I'm running a small Exhibitor/Zookeeper cluster dockerized (5 nodes, several hundred clients), and its extremely straightforward. Etcd isn't what we'd consider production-grade yet.
Having worked with etcd in production for the last few months, I have to agree. The CoreOS stack needs some more time to marinate.
Thanks for this comment. Glad to know I made the right choice.

I'm not saying etcd won't ever overshadow Zookeeper, it probably will with the momentum behind it, but as an ops guys, I wasn't willing to bet production application service discovery on it.

My distaste for the Go community is pretty well-established in these parts; I think worse-is-better is screwing us all, and etcd seems to me to be the worse-is-better Zookeeper. And for things that don't matter, sure, worse-is-better your life away; a Rails app can be whatever you want, but the infrastructure I manage had better be bulletproof. I won't say etcd will never be competitive, but without some significant changes, I don't see it getting my vote--and those changes are largely around the parts of the feature set that etcd doesn't support, at which point...why use it, anyway?
What particular issues have you run into with etcd and/or CoreOS?
Lots of split brains. Serious bugs making it through the alpha and beta channels into stable (and our boxes auto-updating only to become useless). Fleet units dying purely due to problems with fleetd/systemd. A particularly painful one was an Akka deployment on top of CoreOS where a sidekick unit would fail to start because fleet hadn't actually copied the unit file to the remote host. Only happened with sidekicks but due to how we ran our networking, it effectively killed the application. Almost every redeploy required manually getting fleet to copy the unit over.
Just to add on: I've had fleet misreport unit status and btrfs reporting lack of disk space for no apparent reason. Also the inability to restart individual failed units which are part of a global unit.

Also there was that one time they changed how cloud-config was parsed, so if "#cloud-config" wasn't on the very first line without preceeding spaces, initialisation would fail. That was when I switched the reboot strategy to manual.

Matches up pretty well with my experience, too. I do not trust fleet as far as I can throw it.
> Between Exhibitor and Curator, I honestly find Zookeeper so straightforward and easy to work with that I don't quite understand the popularity of etcd.

Tools like etcd and consul fit into the Unix philosophy of small, composable tools. Zookeeper is more a part of the Enterprise Java philosophy which many people have written off for various reasons, both rational and irrational.

Having run Zookeeper in the past and now having run Consul in production for the past ~6 months, I can't imagine ever running Zookeeper again, unless I'm using a tool that's built on top of it.
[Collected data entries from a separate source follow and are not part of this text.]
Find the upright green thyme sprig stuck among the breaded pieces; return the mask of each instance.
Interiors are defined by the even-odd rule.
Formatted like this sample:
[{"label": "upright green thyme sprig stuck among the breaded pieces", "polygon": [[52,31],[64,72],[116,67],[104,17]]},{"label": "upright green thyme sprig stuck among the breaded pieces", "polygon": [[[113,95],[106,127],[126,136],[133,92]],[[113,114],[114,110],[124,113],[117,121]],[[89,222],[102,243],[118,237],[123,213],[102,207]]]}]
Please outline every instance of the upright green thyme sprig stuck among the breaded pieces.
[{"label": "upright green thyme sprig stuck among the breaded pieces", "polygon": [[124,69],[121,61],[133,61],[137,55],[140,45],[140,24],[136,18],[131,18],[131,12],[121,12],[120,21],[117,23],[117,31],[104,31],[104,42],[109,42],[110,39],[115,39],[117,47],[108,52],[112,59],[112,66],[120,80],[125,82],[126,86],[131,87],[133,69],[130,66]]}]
Consul is just easier to use/maintain and we've yet to run into any problem with it. Zero problems in six months. In all the time I ran Zookeeper, I could never say that.

Wait a tick, how does consul fit into the "Unix philosophy" (which is asinine, bullshit, and wrongheaded, in whatever order you please, but set that aside) but Zookeeper doesn't? Your description of running Consul problem-free but being stricken with issues with Zookeeper is foreign to me, but okay, anecdotes, but this is bonkers, man. Consul being a DNS server and a K/V store and a health checker is so not-Unix-philosophy it should hurt you physically to say that.

I mean, Consul is fine for what it does. I've used both, whatever. But if you're going to have something that does a bunch of things, I'd much rather have the one that supports the primitives to do what somebody needs, rather than trying to do it all itself.

(Personally, after trying to work with Terraform, I don't much trust Hashicorp's attempts to write code I have to rely on to work correctly and never ever break. YMMV, of course.)

> how does consul fit into the "Unix philosophy"

- Single binary executable

- Compatible with ps (Zookeeper has the traditional java problem of showing up as .../bin/java followed by 4 lines of classpath)

- Arguments to consul don't need to be prefaced with -D (another common java problem)

- Passing -h to consul actually helps you figure out how to run it.

Oh, and the download is 1/3 the size of Zookeeper, and the executable includes the Go runtime whereas Zookeeper's java runtime is separate.

Etcd is actually much closer to the Unix philosophy. Consul seems to go more in the direction of similar Go tools like Docker where it bundles related activities together into one executable. But, then again, parts of the Unix ecosystem do this to (openssl, for one).

You could run it on top of something like CoreOS, but then you're just swapping Zookeeper for etcd.